Before Weight Watchers I had no limits when it came to food. I was eating fast food almost every day: ordering the largest burger, the largest fries, and a large soda. I didn’t really think or care about what I was putting into my body, and WW changed that. The program’s point-based system made me think about what I was eating—and it prompted a complete lifestyle change.
In fact, to hold myself accountable (and to pay it forward), I started my Instagram account, @feliciafitnesshealth, to document my weight-loss journey. I had been so inspired by other weight-loss accounts like Lexi Reed's @fatgirlfedup, that I wanted to give others the same motivation.
Another lifestyle change: Not feeling guilty about eating something I thought was "bad" for me. Before, on other diets, I would let my eating habits spiral if I had a treat (I'd already "ruined" my diet that day—why bother eating healthy otherwise?). But Weight Watchers taught me that eating one cupcake is not what got me to 137kg and eating one now won’t halt my progress—I can enjoy treats guilt-free and then get back on track.
I'm also finding ways to make healthier versions of the meals I used to enjoy most, which means I don't get bored with my diet, and I always feel satisfied. Here's what I usually eat on WW:
- Breakfast: Protein coffee (two shots of espresso poured over a protein shake) with fruit or a Smartcake, a gluten-free and low-carb snack cake.

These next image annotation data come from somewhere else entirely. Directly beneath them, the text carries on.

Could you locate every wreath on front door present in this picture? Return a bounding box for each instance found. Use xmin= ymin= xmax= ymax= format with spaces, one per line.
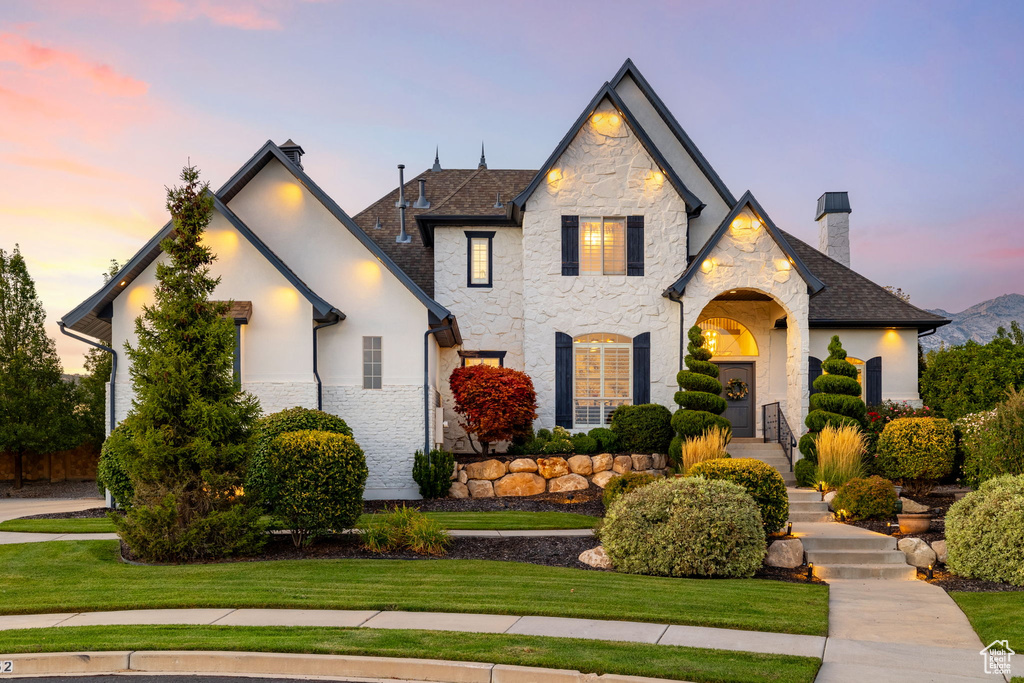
xmin=725 ymin=377 xmax=751 ymax=400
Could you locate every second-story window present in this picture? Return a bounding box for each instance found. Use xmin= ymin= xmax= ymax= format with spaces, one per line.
xmin=580 ymin=218 xmax=626 ymax=275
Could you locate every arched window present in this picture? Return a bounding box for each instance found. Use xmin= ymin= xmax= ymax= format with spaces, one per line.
xmin=697 ymin=317 xmax=758 ymax=356
xmin=572 ymin=333 xmax=633 ymax=430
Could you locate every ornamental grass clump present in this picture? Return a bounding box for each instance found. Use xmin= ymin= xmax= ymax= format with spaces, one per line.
xmin=814 ymin=425 xmax=867 ymax=489
xmin=598 ymin=477 xmax=767 ymax=578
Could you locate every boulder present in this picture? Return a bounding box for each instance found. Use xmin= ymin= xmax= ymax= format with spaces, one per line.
xmin=537 ymin=458 xmax=569 ymax=479
xmin=495 ymin=472 xmax=546 ymax=497
xmin=630 ymin=453 xmax=653 ymax=472
xmin=509 ymin=458 xmax=537 ymax=472
xmin=548 ymin=474 xmax=590 ymax=494
xmin=466 ymin=479 xmax=495 ymax=498
xmin=580 ymin=546 xmax=612 ymax=569
xmin=568 ymin=456 xmax=594 ymax=476
xmin=465 ymin=460 xmax=505 ymax=479
xmin=899 ymin=498 xmax=931 ymax=514
xmin=896 ymin=539 xmax=936 ymax=569
xmin=611 ymin=456 xmax=633 ymax=474
xmin=765 ymin=539 xmax=804 ymax=569
xmin=590 ymin=453 xmax=615 ymax=474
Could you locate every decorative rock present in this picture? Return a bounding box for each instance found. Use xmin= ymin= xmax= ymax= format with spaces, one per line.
xmin=468 ymin=479 xmax=495 ymax=498
xmin=568 ymin=456 xmax=594 ymax=476
xmin=466 ymin=460 xmax=505 ymax=479
xmin=896 ymin=539 xmax=936 ymax=569
xmin=630 ymin=453 xmax=652 ymax=471
xmin=590 ymin=453 xmax=615 ymax=474
xmin=611 ymin=456 xmax=633 ymax=474
xmin=580 ymin=546 xmax=612 ymax=569
xmin=765 ymin=539 xmax=804 ymax=569
xmin=548 ymin=474 xmax=590 ymax=494
xmin=495 ymin=472 xmax=546 ymax=497
xmin=537 ymin=458 xmax=569 ymax=479
xmin=509 ymin=458 xmax=537 ymax=472
xmin=900 ymin=498 xmax=931 ymax=514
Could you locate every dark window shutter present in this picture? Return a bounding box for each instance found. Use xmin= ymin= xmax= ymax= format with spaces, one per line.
xmin=562 ymin=216 xmax=580 ymax=275
xmin=555 ymin=332 xmax=572 ymax=429
xmin=807 ymin=355 xmax=821 ymax=393
xmin=864 ymin=355 xmax=882 ymax=405
xmin=626 ymin=216 xmax=643 ymax=275
xmin=633 ymin=332 xmax=650 ymax=405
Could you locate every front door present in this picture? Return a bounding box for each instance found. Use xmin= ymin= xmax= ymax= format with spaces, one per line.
xmin=716 ymin=362 xmax=757 ymax=437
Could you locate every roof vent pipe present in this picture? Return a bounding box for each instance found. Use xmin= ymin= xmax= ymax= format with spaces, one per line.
xmin=413 ymin=178 xmax=430 ymax=209
xmin=394 ymin=164 xmax=413 ymax=245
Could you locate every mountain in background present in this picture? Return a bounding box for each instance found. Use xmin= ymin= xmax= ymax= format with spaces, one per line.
xmin=921 ymin=294 xmax=1024 ymax=351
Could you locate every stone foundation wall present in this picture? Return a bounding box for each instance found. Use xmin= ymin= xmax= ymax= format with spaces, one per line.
xmin=449 ymin=453 xmax=669 ymax=498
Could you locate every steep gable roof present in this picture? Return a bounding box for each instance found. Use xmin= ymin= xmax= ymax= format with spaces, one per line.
xmin=665 ymin=190 xmax=824 ymax=299
xmin=513 ymin=82 xmax=705 ymax=216
xmin=60 ymin=196 xmax=345 ymax=341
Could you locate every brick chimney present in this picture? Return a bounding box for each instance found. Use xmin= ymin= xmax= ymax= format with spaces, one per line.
xmin=814 ymin=193 xmax=852 ymax=268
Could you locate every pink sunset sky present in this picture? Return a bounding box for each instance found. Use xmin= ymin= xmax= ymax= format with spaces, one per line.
xmin=0 ymin=0 xmax=1024 ymax=373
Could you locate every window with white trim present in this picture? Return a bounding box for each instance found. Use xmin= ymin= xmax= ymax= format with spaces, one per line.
xmin=572 ymin=334 xmax=633 ymax=430
xmin=580 ymin=218 xmax=626 ymax=275
xmin=362 ymin=337 xmax=382 ymax=389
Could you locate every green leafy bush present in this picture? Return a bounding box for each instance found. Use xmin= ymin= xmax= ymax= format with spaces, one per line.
xmin=359 ymin=505 xmax=452 ymax=555
xmin=876 ymin=418 xmax=955 ymax=495
xmin=261 ymin=430 xmax=368 ymax=547
xmin=687 ymin=458 xmax=790 ymax=533
xmin=587 ymin=427 xmax=620 ymax=453
xmin=246 ymin=407 xmax=352 ymax=505
xmin=833 ymin=475 xmax=899 ymax=519
xmin=413 ymin=449 xmax=455 ymax=498
xmin=946 ymin=474 xmax=1024 ymax=586
xmin=598 ymin=477 xmax=766 ymax=578
xmin=611 ymin=403 xmax=672 ymax=453
xmin=601 ymin=472 xmax=663 ymax=509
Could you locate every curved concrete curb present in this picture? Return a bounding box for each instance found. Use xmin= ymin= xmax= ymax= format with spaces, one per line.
xmin=0 ymin=650 xmax=692 ymax=683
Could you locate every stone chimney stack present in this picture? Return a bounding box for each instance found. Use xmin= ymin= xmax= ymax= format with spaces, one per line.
xmin=814 ymin=193 xmax=852 ymax=268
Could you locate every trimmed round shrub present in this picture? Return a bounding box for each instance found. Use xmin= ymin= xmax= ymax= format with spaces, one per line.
xmin=96 ymin=421 xmax=135 ymax=510
xmin=599 ymin=477 xmax=767 ymax=578
xmin=611 ymin=403 xmax=672 ymax=453
xmin=587 ymin=427 xmax=620 ymax=453
xmin=876 ymin=418 xmax=955 ymax=485
xmin=833 ymin=476 xmax=899 ymax=519
xmin=245 ymin=407 xmax=352 ymax=505
xmin=946 ymin=474 xmax=1024 ymax=586
xmin=601 ymin=472 xmax=664 ymax=509
xmin=793 ymin=458 xmax=818 ymax=486
xmin=687 ymin=458 xmax=790 ymax=533
xmin=262 ymin=430 xmax=369 ymax=547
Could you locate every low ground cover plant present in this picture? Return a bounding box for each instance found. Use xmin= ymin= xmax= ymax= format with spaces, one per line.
xmin=599 ymin=477 xmax=766 ymax=578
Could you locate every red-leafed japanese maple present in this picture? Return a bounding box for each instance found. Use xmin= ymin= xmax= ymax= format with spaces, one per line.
xmin=449 ymin=365 xmax=537 ymax=454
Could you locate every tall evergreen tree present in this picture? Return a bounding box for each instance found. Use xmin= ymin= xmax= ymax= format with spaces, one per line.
xmin=0 ymin=245 xmax=79 ymax=488
xmin=119 ymin=166 xmax=263 ymax=560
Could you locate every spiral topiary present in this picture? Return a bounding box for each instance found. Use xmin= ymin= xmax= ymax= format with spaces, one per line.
xmin=669 ymin=325 xmax=732 ymax=462
xmin=799 ymin=335 xmax=867 ymax=463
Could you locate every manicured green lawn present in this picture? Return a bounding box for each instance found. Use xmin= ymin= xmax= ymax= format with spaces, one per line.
xmin=0 ymin=541 xmax=828 ymax=636
xmin=0 ymin=510 xmax=599 ymax=533
xmin=0 ymin=626 xmax=820 ymax=683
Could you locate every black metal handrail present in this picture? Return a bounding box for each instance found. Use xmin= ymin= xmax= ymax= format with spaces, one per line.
xmin=761 ymin=401 xmax=797 ymax=472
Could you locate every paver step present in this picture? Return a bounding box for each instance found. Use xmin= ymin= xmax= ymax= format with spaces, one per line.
xmin=814 ymin=564 xmax=918 ymax=581
xmin=807 ymin=550 xmax=906 ymax=566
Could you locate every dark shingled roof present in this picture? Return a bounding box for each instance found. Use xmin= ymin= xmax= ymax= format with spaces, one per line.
xmin=779 ymin=230 xmax=949 ymax=330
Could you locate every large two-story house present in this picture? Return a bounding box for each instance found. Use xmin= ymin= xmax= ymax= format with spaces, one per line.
xmin=61 ymin=60 xmax=947 ymax=498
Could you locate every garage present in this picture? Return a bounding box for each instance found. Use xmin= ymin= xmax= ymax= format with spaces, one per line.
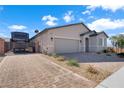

- Lunch: Eggs and turkey sausage, or a grilled cheese made with whole-grain bread and a side of cottage cheese.
- Dinner: Two-ingredient pizza dough, made from non-fat Greek yoghurt and self-raising flour, with light cheese and marinara sauce. Or sometimes, a cheesy broccoli casserole with cauliflower rice.
Once I started to lose weight, I began working on my other goal: to become more toned.
I started off at a small gym that I’d walk to with my son (my weight made me insecure about getting a membership at a bigger, busier gym). At first, my workouts consisted of light cardio on the treadmill and the elliptical for 20 to 30 minutes, followed by weight training with five-pound dumbbells.
As the weight started coming off, I switched to a different gym where I focused more on heavy lifting and incorporating high-intensity cardio into my routine. Now, six days a week, I use the StairMaster for about 20 minutes and lift for 30 minutes.
I won't sugarcoat things: Losing weight was tough, and I couldn't have done it without help.
Balancing life with this new lifestyle was hard, but I knew I had to do everything I could to succeed—that meant attending weekly Weight Watchers meetings. My family doesn't live nearby and my husband was often gone for training in the Marine Corps, so I had to rely on friends to watch my son while I was at the gym or at meetings.
I’m so thankful for the incredible support system I’ve had throughout this process, it means a lot to me. My loved ones were, understandably, worried about me at my heavier weight and it means everything to know that I’ve made them proud.